Flaws that were not obvious in the smaller cards now became very visible. Success in retouching led to innovations in the darkroom and at the camera.

Diffusion of the image reduced the need for retouching. Blue playing card stamps are known to have been used in the summer of 1866 as other stamps were unavailable as the levy came to an end.

Apparently Talbot (the inventor) did not fully realize the importance of washing his prints long enough to remove all the residual chemicals, or perhaps his fixing was inadequate. Instead of a glass cover, the photographer covered the tintype with a quick varnish to protect any tints or colors added to cheeks, lips, jewelry or buttons.

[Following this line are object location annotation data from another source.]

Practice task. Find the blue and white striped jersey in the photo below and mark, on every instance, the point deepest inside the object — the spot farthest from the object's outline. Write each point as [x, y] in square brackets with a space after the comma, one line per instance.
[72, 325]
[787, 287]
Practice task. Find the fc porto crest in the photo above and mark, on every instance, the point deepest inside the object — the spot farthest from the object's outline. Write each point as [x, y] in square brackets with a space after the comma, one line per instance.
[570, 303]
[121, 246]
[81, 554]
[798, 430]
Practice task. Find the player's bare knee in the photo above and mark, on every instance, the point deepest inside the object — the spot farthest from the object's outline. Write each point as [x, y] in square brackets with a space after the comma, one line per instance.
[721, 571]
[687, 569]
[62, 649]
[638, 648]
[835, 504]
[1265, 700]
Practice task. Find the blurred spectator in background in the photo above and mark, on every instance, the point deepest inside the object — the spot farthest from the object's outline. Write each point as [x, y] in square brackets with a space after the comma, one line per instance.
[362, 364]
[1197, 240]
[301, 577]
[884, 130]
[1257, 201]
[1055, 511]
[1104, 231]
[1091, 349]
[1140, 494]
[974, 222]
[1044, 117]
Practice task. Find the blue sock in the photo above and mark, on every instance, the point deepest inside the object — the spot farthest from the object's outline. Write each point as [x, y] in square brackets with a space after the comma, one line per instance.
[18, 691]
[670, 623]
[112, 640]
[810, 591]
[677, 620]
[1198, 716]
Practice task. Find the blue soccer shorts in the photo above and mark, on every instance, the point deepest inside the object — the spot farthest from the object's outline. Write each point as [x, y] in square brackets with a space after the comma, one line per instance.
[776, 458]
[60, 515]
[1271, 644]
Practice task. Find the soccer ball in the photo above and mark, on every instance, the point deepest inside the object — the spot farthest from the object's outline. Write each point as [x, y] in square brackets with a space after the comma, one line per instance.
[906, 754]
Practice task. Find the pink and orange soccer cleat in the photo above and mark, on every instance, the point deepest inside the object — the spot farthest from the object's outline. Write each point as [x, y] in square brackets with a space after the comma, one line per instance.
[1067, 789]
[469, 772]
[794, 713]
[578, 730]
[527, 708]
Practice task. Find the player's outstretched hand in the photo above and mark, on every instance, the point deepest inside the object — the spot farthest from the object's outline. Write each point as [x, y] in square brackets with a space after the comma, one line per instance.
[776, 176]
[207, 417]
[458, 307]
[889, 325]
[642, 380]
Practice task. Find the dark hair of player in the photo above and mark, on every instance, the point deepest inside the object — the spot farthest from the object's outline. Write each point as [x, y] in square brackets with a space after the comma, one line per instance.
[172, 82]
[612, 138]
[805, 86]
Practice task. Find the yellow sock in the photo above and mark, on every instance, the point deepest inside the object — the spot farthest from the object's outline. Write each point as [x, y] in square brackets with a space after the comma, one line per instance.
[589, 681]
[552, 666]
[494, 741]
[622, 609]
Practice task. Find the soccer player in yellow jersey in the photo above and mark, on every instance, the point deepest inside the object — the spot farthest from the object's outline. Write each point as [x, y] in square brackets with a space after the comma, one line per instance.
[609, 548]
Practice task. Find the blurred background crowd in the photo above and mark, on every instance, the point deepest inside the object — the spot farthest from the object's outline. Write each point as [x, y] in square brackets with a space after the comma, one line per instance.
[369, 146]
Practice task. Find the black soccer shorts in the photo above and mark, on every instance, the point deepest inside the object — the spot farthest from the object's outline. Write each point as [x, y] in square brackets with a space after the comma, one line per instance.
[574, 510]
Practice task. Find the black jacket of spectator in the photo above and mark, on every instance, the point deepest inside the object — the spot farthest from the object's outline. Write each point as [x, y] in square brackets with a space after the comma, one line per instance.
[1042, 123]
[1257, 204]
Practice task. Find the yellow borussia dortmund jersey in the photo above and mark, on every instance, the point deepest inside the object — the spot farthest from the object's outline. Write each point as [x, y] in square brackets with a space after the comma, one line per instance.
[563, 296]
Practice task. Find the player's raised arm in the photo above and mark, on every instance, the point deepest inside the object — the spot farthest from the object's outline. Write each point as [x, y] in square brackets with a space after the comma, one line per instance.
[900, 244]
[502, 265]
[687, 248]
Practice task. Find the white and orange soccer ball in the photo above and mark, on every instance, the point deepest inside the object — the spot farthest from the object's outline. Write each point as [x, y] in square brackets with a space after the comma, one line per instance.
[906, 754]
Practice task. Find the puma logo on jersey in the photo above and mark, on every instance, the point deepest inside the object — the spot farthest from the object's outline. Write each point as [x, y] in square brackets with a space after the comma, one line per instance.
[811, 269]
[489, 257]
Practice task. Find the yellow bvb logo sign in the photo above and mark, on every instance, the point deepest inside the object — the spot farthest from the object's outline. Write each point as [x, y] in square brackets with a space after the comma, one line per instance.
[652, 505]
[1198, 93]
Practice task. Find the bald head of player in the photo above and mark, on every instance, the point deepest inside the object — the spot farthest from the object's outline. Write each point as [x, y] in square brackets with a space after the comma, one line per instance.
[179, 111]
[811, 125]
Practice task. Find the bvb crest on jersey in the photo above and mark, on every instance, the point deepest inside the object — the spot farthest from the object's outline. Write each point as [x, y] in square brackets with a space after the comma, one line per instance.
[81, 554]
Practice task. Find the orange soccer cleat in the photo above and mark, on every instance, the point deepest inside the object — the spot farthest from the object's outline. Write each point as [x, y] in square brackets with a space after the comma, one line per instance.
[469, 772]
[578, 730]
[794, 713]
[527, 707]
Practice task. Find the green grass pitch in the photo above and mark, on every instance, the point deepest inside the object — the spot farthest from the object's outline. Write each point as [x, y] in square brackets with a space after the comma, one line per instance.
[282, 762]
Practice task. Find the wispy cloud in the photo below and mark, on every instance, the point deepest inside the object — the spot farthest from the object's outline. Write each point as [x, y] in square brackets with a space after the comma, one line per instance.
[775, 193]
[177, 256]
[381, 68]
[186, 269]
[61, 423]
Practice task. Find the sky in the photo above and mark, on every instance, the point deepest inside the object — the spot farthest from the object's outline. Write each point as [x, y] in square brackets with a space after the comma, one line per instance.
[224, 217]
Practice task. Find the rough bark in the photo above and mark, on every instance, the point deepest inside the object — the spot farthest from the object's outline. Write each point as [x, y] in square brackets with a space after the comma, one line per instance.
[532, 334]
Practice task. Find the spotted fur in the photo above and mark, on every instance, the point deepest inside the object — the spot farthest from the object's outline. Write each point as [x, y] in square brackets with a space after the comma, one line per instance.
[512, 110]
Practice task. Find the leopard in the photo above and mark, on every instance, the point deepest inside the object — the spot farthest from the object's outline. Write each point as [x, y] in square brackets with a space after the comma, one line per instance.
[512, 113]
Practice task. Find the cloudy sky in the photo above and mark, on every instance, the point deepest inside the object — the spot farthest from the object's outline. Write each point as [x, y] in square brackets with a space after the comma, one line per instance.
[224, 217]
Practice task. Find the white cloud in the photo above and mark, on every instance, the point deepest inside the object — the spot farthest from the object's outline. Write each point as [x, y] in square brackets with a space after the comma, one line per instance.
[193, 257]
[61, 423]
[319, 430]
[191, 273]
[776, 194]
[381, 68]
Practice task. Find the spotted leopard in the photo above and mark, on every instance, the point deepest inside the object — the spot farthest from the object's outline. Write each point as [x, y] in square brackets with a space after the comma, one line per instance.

Uncased tintypes have been found with canceled tax stamps adhered to the backs. Neither the chocolate tint nor the rustic look are to be found in pre 1870 tintypes. Tiny portraits, 7/8 by 1 inch, or about the size of a small postage stamp, became available with the invention of the Wing multiplying cameras.These defects are now noticeable in many calotypes, some of which are today little more than pale yellow ghosts. They could be mailed home safely without fear of shattering.AMBROTYPE (1854 to the end of the Civil War)The ambrotype is a thin negative image on glass made to appear as a positive by showing it against a black background. It couldn't withstand travel or being carried in a locket as a daguerreotype could. The tintype actually does not contain any tin, but is made of thin black iron.The giant spaces they discovered demanded giant cameras.The camera that documented the famous meeting at Promontory Point, Utah of the tracks of the Central Pacific and Union Pacific railroads on was built to accommodate glass plates 10" x 13".